Accadrà infatti che, nonostante i piani, i due non riusciranno a stare insieme e vivranno così due avventure parallele. Lei (Elle Fanning) sarà presa in una storia tipo Lo Sceicco Bianco in cui entra in contatto con i suoi miti e il dorato mondo dello spettacolo che nasconde piccolezze, stupidità, infantilismi e nulla di quelle aspirazioni o quelle astrazioni che lei sognava. Addirittura, benché Woody Allen non possa certo saperlo, lei finirà a trovarsi in una scena da film dei Vanzina, fatta di mogli che rientrano all’improvviso e amanti in mutande nascoste goffamente e in fretta. Lui (Timothée Chalamet) cercherà invece per tutto il tempo di incontrarla, imbattendosi però nella sorella di una vecchia fiamma (Selena Gomez), molto più newyorchese della fidanzata, più spregiudicata e intellettualmente affilata.

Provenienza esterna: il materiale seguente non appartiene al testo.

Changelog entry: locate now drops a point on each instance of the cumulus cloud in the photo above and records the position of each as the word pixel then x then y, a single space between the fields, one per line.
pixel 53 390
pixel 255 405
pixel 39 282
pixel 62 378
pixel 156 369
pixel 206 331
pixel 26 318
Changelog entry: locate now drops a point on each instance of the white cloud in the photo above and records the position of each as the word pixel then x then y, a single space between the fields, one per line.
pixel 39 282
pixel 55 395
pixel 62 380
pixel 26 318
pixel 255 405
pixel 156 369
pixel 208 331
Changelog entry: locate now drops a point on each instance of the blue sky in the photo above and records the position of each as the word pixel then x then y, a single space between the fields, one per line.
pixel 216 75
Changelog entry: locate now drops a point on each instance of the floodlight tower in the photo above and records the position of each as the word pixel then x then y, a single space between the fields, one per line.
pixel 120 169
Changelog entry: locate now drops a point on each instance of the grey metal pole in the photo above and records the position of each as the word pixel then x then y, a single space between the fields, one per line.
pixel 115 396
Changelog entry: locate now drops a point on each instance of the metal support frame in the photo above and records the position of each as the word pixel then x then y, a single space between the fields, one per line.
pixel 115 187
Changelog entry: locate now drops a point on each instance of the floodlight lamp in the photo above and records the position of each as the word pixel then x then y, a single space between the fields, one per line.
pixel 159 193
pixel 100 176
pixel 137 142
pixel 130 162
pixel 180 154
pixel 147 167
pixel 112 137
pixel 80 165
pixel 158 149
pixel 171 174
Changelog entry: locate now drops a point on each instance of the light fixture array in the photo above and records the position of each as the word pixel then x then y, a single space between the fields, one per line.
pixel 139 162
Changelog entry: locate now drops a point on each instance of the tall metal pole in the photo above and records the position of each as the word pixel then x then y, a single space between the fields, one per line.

Ci sono insomma le due mitologie di New York, quella della città di artisti che finisce male, e quella preferita di Allen, delle grandi case e delle grandi famiglie, le escort per bene e il terreno fertile per la soddisfazione intellettuale. C’è una parte che innalza e una che abbassa, insieme fanno il misto di questa città in cui tutto può cambiare da un momento all’altro a seconda che arrivi la pioggia o no. Basta uno scroscione per fomentare un bacio, basta un cambio di luce per cambiare una scena (una soluzione che già Storaro e Allen avevano iniziato a sperimentare in La Ruota Delle Meraviglie e Cafè Society).